During the freeze cycle as the temperature drops, it is believed that extracellular water undergoes crystallisation. In addition, membrane lipids harden at low temperatures decreasing cell resistance to shrinkage. As extracellular stores of water diminish, the electrolyte concentration increases. In order to counteract this concentration gradient, intracellular water moves out of the cell, and this water becomes involved in the crystallisation process. Also, intracellular ice formed remains trapped within the cellular membrane. As a result of these processes, intracellular electrolytes reach toxic levels, which become lethal to the cell. During a slow thaw cycle, cells at the periphery of the cryolesion will take up excess electrolytes. To equalise this gradient, water enters the cell and can lead to swelling and lysis [7,8].

Cryotherapy is well-received by patients due to a relative lack of discomfort, the absence of bleeding and minimal to no scarring. It is an effective, simple, predictable, relatively self-limiting and safe method for almost all types of oral lesions. As it causes necrosis and sloughing as part of treatment, delayed healing is an inherent problem with this technique else, it is free from complications such as pain, haemorrhage, infection, inadvertant damage to adjacent structures or scar formation that are seen with knife excision or electrosurgery. Surgical excision and sutures can make children and parents anxious. Cryotherapy can be repeated without permanent side effects and is more localised in action than radiotherapy or chemotherapy. Perhaps its greatest advantage is its usefulness in candidates for whom surgery is contraindicated due to either age or medical history [5,9].

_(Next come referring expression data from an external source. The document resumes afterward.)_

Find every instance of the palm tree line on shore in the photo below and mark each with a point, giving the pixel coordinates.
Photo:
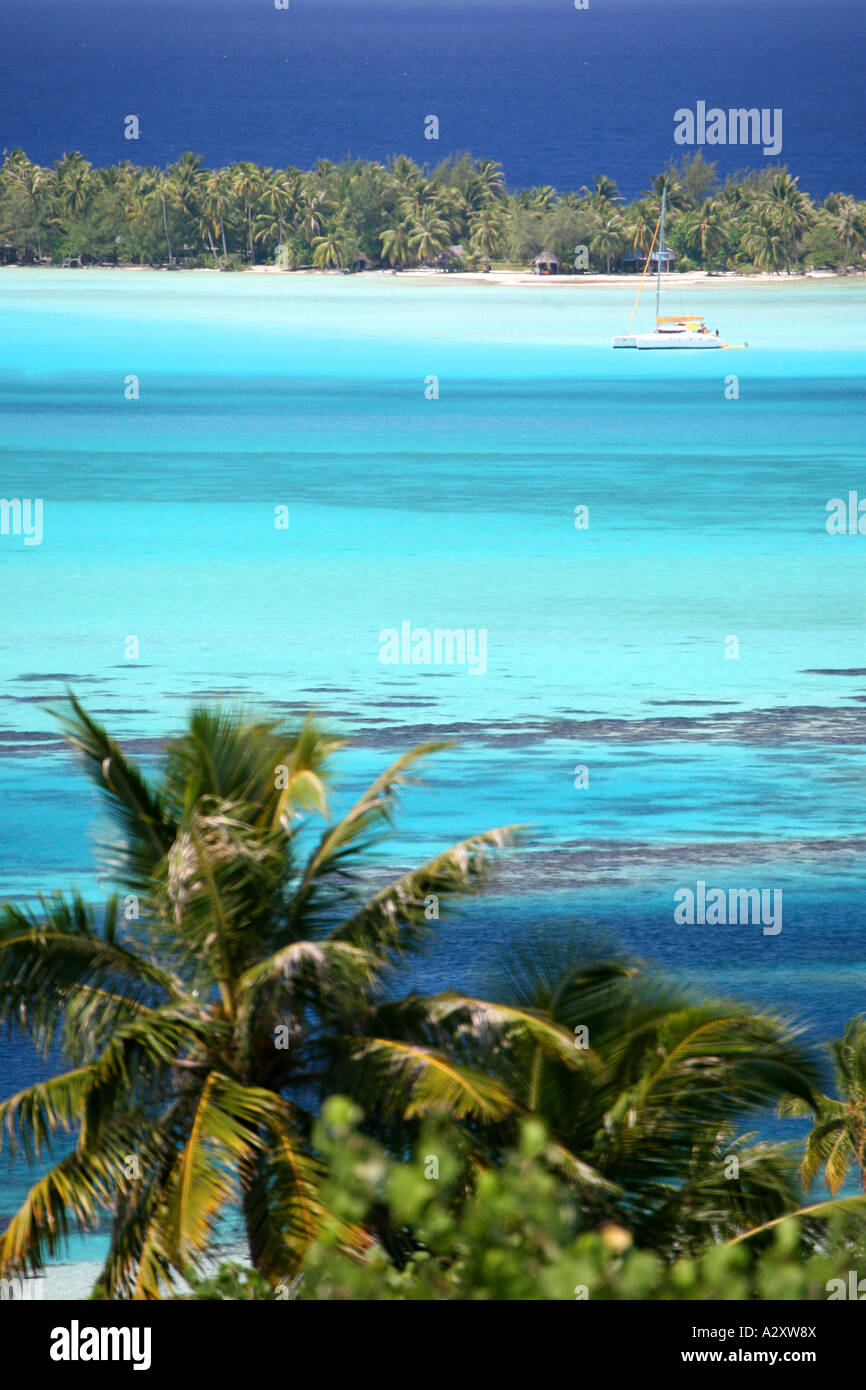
(399, 214)
(243, 972)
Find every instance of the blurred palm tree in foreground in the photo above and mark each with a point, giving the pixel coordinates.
(202, 1016)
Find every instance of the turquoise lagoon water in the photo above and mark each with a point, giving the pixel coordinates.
(606, 647)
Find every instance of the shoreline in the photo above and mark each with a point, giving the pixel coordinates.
(515, 280)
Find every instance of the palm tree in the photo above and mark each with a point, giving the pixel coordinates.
(763, 239)
(837, 1139)
(395, 243)
(638, 225)
(205, 1016)
(651, 1125)
(847, 221)
(325, 250)
(602, 193)
(791, 213)
(248, 181)
(608, 239)
(485, 231)
(218, 200)
(708, 227)
(430, 234)
(72, 182)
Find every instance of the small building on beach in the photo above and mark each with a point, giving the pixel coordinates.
(634, 262)
(546, 263)
(363, 262)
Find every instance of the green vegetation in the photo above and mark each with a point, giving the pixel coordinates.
(517, 1236)
(243, 976)
(401, 214)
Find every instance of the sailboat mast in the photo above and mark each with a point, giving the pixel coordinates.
(660, 249)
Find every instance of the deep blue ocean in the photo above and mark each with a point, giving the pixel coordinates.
(552, 92)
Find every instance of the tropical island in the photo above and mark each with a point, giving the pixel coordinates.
(458, 216)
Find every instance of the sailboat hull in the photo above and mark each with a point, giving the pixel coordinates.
(667, 339)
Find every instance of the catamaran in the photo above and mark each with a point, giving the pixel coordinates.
(679, 331)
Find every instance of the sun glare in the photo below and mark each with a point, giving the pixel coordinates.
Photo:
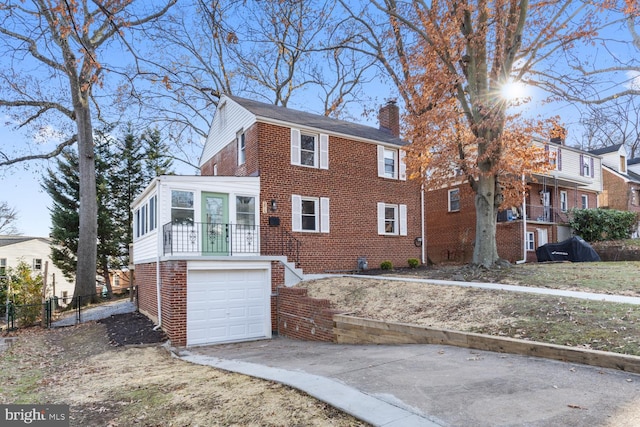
(514, 91)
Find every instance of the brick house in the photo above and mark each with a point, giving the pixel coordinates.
(36, 252)
(574, 182)
(620, 183)
(280, 192)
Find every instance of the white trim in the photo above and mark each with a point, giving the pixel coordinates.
(296, 212)
(295, 146)
(381, 218)
(402, 212)
(531, 239)
(324, 214)
(324, 151)
(381, 161)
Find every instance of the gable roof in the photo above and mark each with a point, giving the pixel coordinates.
(633, 161)
(12, 240)
(287, 115)
(606, 150)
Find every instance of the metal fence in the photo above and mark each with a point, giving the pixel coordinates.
(14, 316)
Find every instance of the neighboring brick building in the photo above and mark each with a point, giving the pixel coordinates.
(574, 182)
(620, 183)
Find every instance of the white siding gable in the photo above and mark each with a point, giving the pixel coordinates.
(224, 129)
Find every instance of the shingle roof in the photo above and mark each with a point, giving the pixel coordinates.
(633, 161)
(12, 240)
(605, 150)
(302, 118)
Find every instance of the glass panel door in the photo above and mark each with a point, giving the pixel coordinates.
(215, 227)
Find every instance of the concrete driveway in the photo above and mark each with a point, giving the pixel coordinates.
(437, 385)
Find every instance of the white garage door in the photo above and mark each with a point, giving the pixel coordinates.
(227, 305)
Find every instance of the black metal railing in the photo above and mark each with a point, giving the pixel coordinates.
(536, 213)
(279, 241)
(199, 238)
(210, 238)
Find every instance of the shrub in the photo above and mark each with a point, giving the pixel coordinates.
(594, 225)
(386, 265)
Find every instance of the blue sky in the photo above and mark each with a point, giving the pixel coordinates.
(22, 187)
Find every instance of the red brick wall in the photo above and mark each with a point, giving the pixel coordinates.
(145, 281)
(277, 281)
(304, 318)
(293, 314)
(509, 238)
(174, 300)
(353, 187)
(450, 235)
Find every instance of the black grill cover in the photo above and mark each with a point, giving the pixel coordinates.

The main disadvantage of this technique is the lack of a specimen to be examined microscopically to confirm the diagnosis. Other disadvantages include unpredictable degree of swelling and lack of precision with depth and area of freezing [5]. According to Farah and Savage, current protocols suggest that for most benign mucosal lesions, a 1 to 2 min freeze-thaw cycle using a cryoprobe is sufficient [4].

Conclusion

Mucoceles are caused when a salivary duct is severed and the mucus spills into the adjacent tissue forming a mass surrounded by granulation tissue. These lesions are predominant in children. Several treatment modalities have been described in literature, which includes liquid nitrogen cryosurgery—a therapeutic alternative for treating mucoceles in children.